Two late-19th-century cowboy brothers who become so caught up in “The Adventures of Sherlock Holmes” that they turn themselves into Wild West “deducifiers” in the manner of Holmes and Watson — how cute is that? Not only cute but clever, as Steve Hockensmith demonstrates in THE CRACK IN THE LENS (Minotaur, $24.99) and the three previous books in his idiosyncratic series featuring Old Red Amlingmeyer (the gloomy, thoughtful brother) and his irrepressible younger sibling, Big Red (the one who knows how to read and write). The “deducifying” is pretty primitive, but so is the society the boys find themselves in when they set out for the Texas hill country and the whorehouse where Old Red’s one true love was murdered a few years earlier.
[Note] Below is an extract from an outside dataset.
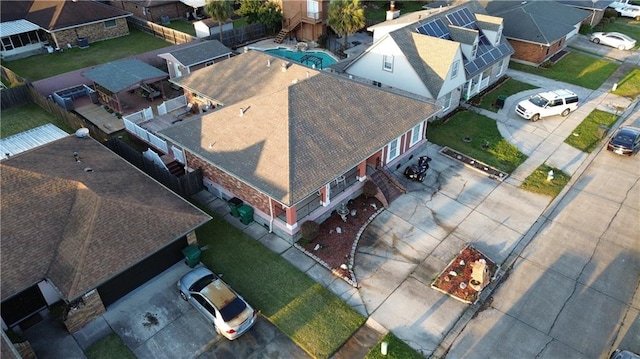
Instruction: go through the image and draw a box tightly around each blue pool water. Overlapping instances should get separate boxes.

Before Old Red puzzles out the mystery of her death, Hockensmith makes sure that readers get a lightly comic taste of Old West manners and morals, so be prepared for some lively lynchings and saloon brawls — and a whole lot of spitting.

Sloane Pearson, the Chicago cop who was introduced in Theresa Schwegel’s “Probable Cause” and who returns in LAST KNOWN ADDRESS (Minotaur, $24.99), is a fighter, which is genre code for a woman constantly goaded by men into unladylike eruptions of temper. (The guys at the station house are always flicking her ponytail.) Pearson’s pugnacious temperament happens to suit the situation here, which has the scrappy officer standing up for the traumatized victims of a serial rapist. Schwegel doesn’t advance her staid but serviceable style by pointlessly shifting the narrative voice, but she’s consistently firm on her theme: the vulnerability of young women forced to become “social pioneers” by making their homes in the only neighborhoods they can afford — the dangerous ones.